クールな次期社長の溺愛は、新妻限定です
 香織に家で話を聞いてもらい、思い切って私は自分から亮に電話をした。私から電話をするのは珍しく、亮はやや驚き気味だった。

 『都合でも悪くなったのか?』と次の会う約束についてまずは尋ねられ、やんわりと否定した私は、とりあえず夕飯のメニューについて切り出してみる。

 律儀に答える彼と表面的な会話のやりとりが続き、ややあって私は意を決した。

『あの、ね。それで次に行ったとき、よかったら……泊まってもいい?』

 緊張で声やイントネーションがおかしかったかもしれない。スマホを持つ手が震えて、じんわりと頬が熱を持つ。

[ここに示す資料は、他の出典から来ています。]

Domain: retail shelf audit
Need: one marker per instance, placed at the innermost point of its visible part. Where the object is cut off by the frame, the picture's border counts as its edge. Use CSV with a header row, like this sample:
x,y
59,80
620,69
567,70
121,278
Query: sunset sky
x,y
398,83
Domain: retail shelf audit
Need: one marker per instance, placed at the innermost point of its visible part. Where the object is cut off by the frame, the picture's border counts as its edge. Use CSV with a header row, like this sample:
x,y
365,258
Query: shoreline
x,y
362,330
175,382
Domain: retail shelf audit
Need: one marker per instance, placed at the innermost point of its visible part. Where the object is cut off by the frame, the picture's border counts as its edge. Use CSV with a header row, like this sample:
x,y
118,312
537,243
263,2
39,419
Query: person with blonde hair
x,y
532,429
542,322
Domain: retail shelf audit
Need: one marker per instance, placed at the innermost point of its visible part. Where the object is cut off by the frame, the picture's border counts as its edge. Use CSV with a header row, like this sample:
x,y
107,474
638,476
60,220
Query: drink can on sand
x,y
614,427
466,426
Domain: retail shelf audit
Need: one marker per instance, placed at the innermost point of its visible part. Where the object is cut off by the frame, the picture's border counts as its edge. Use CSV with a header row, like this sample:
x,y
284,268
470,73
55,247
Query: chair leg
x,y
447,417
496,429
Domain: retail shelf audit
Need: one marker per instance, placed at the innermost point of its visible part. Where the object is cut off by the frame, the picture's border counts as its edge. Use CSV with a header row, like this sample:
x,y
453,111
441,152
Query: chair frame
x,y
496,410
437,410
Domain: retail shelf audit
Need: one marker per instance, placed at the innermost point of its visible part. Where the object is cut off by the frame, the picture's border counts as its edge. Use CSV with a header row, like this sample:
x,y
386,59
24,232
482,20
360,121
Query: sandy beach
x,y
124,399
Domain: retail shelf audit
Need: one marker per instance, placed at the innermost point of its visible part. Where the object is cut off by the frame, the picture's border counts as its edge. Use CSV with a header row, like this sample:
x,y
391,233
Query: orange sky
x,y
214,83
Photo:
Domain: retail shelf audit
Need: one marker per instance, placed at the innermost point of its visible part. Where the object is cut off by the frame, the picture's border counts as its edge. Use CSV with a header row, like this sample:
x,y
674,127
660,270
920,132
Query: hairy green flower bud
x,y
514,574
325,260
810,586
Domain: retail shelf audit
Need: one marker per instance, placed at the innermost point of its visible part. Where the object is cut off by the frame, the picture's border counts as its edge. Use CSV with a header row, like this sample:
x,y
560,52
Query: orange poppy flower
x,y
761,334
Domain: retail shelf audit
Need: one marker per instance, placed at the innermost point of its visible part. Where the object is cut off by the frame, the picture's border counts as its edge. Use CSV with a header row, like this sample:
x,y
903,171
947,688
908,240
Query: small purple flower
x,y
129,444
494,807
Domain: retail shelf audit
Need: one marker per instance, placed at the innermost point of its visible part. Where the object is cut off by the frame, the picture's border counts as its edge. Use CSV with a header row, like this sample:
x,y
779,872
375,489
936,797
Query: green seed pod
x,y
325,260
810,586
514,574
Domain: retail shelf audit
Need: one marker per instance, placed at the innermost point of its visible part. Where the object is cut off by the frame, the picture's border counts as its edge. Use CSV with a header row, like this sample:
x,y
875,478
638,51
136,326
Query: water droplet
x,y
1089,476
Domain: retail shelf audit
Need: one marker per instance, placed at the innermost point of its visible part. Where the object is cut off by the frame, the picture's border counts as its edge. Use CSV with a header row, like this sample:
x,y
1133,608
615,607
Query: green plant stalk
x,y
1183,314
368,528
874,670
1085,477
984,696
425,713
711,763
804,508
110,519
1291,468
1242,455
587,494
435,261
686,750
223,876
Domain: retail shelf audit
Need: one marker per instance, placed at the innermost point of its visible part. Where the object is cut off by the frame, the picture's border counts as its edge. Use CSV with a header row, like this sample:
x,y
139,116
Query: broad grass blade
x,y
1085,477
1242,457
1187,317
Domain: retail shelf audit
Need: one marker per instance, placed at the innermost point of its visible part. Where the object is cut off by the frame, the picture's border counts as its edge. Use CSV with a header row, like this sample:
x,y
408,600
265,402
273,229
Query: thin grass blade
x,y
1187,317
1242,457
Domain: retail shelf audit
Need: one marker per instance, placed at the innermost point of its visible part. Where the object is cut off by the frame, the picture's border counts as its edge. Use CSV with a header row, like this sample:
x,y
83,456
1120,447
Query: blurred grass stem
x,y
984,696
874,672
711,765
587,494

『……汐里がかまわないなら、俺は喜んでと返事するだけだよ』

『う、うん。よろしくお願いします』

 ぎこちなく返すと電話の向こうで亮が小さく笑ったのがわかった。そして電話を切った後、私はとてつもない徒労感と居た堪れなさに襲われたのだ。

 一連のやりとりを思いだして私は身悶(みもだ)える。

 いくらなんでもストレートすぎた!? 亮、笑ってたし、あからさますぎたのかも。もうちょっと気の利いた可愛らしい言い方とか……。

 とはいえあったのなら、それを使っているし、他にどう言えばいいのか浮かばなかった。

 とにかく、どういう経緯であれこうして現に泊まることになったんだから(おん)()だ。むしろここまできたら後戻りできないし、するつもりもない。